Sorry for the wait. I just got my computer back and its like new so i am having some fun setting up my new printer and all that.
I have the front end of the doghouse framed up. Its going by slow as i don't have much time for pictures.
I will get some up soon.
Jeff


----------



## harrysin (Jan 15, 2007)

Not having much time Jeff. makes me think you have a full time job, if this is so, have you started to save up towards fulfilling at least some of your dreams?


----------



## unlimitedwoodworker (Mar 3, 2006)

Haha good one harry. The only thing i could dream for right now is wood shop but that would take so much time and money that i would have it done in maybe 2 years and then i could buy tools for it!! I don't have a job yet. I applied at my aunt's market which is called Stater Brothers. I should be getting a job their soon. I am not a morning person and i don't get up til almost 11 and i don't get out to my shop till like 5 or 6. Then a couple hours later is dinner and then everyone is in bed :-/


----------



## Fourleftpaws (Feb 12, 2007)

> Then a couple hours later is dinner and then everyone is in bed


That is not all bad, I like to work in the evenings and early mornings. Then the rest of the day can be for the unimportant stuff, like honey do's, and trips to town and the such.
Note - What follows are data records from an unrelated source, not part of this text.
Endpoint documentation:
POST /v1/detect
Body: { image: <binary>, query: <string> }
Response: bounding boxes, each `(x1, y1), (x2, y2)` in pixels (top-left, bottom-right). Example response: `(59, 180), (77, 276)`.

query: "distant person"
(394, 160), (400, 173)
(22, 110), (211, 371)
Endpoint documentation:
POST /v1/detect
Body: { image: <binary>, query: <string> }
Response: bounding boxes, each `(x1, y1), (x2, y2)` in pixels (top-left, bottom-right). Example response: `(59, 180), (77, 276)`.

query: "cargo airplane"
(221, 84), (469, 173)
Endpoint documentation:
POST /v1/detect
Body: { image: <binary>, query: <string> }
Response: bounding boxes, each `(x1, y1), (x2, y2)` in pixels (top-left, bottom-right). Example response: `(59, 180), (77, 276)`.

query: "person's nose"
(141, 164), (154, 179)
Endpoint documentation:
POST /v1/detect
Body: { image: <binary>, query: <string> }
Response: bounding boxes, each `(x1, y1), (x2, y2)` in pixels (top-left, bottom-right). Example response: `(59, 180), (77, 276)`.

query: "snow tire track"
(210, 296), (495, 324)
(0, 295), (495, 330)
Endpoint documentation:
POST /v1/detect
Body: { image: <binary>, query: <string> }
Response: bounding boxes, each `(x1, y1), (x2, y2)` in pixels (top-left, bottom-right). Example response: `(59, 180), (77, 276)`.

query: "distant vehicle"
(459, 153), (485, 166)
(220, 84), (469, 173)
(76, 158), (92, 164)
As was stated, make the dog house really nice, electric heat - lights, never know when you will have to join your buddy out there.


----------



## unlimitedwoodworker (Mar 3, 2006)

haha!!
I am thinking about making a few and selling them. I have seen a few ads on craigslist for 
"Wanted dog house"


----------



## unlimitedwoodworker (Mar 3, 2006)

Sorry to let you guys down :-(
Turns out a lot of the 1x1's are warped, twisted, rotting, splitting.
I got the front frame done and when i stepped back to take a look, i find out it's way too small for my dog. That's a waste of a lot of wood.
I need to get going on a project. I think i'll finish this one later and make a chicken coop house for my property. My aunt wanted one for a long time and she passed away and all work stopped. We have the entire pin done. It just needs a door and a house. And of course chickens!!


----------



## harrysin (Jan 15, 2007)

Jeff., why don't you exchange the dog for a kitten which will fit into the house!


----------



## Hamlin (Dec 25, 2005)

Hi Jeff,

Sorry to hear about that. I think you'll also find that for a dog house, you'll want to use 2X4's instead. Some dogs have a tendency of jumping on top of their house. Pending on the size of dog, the house will need the extra support.


----------